WARNING: Explosive hydrogen gas forms in and around the battery. Do not smoke, use flame, or create sparks near the battery. Personal injury and/or vehicle damage may result.

WARNING: The battery contains sulfuric acid, which is poisonous and caustic. Avoid contact with the skin, eyes, or clothing. In the event of contact, flush with water and call a physician immediately. Keep out of the reach of children.

CAUTION: Always disconnect and isolate the battery negative cable before charging a battery. Charge the battery directly at the battery terminals. Do not exceed 14.4 volts while charging a battery.

CAUTION: The battery should not be hot to the touch. If the battery feels hot to the touch, turn off the charger and let the battery cool before continuing the charging operation. Damage to the battery may result.

After the battery has been charged to 12.6 volts or greater, perform a load test to determine the battery cranking capacity. If the battery passes a load test, return the battery to service. If the battery fails a load test, it is faulty and must be replaced.

Clean and inspect the battery hold downs, tray, terminals, posts, and top before completing battery service. See Cleaning for the proper battery system cleaning procedures. See Inspection for the proper battery system inspection procedures.

CHARGING A COMPLETELY DISCHARGED SPIRAL CELL BATTERY

WARNING: Never exceed 14.4 volts when charging a spiral cell battery. Personal injury and/or battery damage may result.

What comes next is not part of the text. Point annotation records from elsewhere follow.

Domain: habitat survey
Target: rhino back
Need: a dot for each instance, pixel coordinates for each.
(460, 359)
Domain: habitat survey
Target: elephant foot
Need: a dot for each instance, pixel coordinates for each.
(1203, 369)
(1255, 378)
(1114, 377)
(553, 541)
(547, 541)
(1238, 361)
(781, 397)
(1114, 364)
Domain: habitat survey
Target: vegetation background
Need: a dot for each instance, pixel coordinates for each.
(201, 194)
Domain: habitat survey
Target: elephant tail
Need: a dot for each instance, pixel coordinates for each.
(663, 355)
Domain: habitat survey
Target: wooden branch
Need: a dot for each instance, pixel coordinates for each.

The following procedure should be used to recharge a completely discharged battery. Unless this procedure is properly followed, a good battery may be needlessly replaced.

Battery System
Fig. 8: Voltmeter

1. Measure the voltage at the battery posts with a voltmeter, accurate to 1/10 (0.10) volt. If the reading is below ten volts, the battery charging current will be low. It could take several hours before the battery accepts a current greater than a few milliamperes. Such low current may not be detectable on the ammeters built into many battery chargers.

2. Disconnect and isolate the battery negative cable. Connect the OTC One Step Battery Analyzer and Charger special tool number OT-3641 or equivalent.

NOTE: Some battery chargers are equipped with polarity-sensing circuitry. This circuitry protects the battery charger and the battery from being damaged if they are improperly connected. If the battery state-of-charge is too low for the polarity-sensing circuitry to detect, the battery charger will not operate. This makes it appear that the battery will not accept charging current. See the instructions provided by the manufacturer of the battery charger for details on how to bypass the polarity-sensing circuitry.

3. Battery chargers vary in the amount of voltage and current they provide. The amount of time required for a battery to accept measurable charging current at various voltages is shown in SPIRAL CELL BATTERY CHARGE RATE TABLE . If the charging current is still not measurable at the end of the charging time, the battery is faulty and must be replaced. If the charging current is measurable during the charging time, the battery may be good and the charging should be completed in the normal manner.

SPIRAL CELL BATTERY CHARGE RATE TABLE

SPIRAL CELL BATTERY CHARGE RATE TABLE

CHARGING TIME REQUIRED

The time required to charge a battery will vary, depending upon the following factors:

  • Battery Capacity - A completely discharged heavy-duty battery requires twice the charging time of a small capacity battery.
  • Temperature - A longer time will be needed to charge a battery at -18º C (0º F) than at 27º C (80º F).

    When a fast battery charger is connected to a cold battery, the current accepted by the battery will be very low at first. As the battery warms, it will accept a higher charging current rate (amperage).

  • Charger Capacity - A battery charger that supplies only five amperes will require a longer charging time. A battery charger that supplies eight amperes will require a shorter charging time.
  • State-Of-Charge - A completely discharged battery requires more charging time than a partially discharged battery. Electrolyte is nearly pure water in a completely discharged battery. At first, the charging current (amperage) will be low. As the battery charges, the specific gravity of the electrolyte will gradually rise.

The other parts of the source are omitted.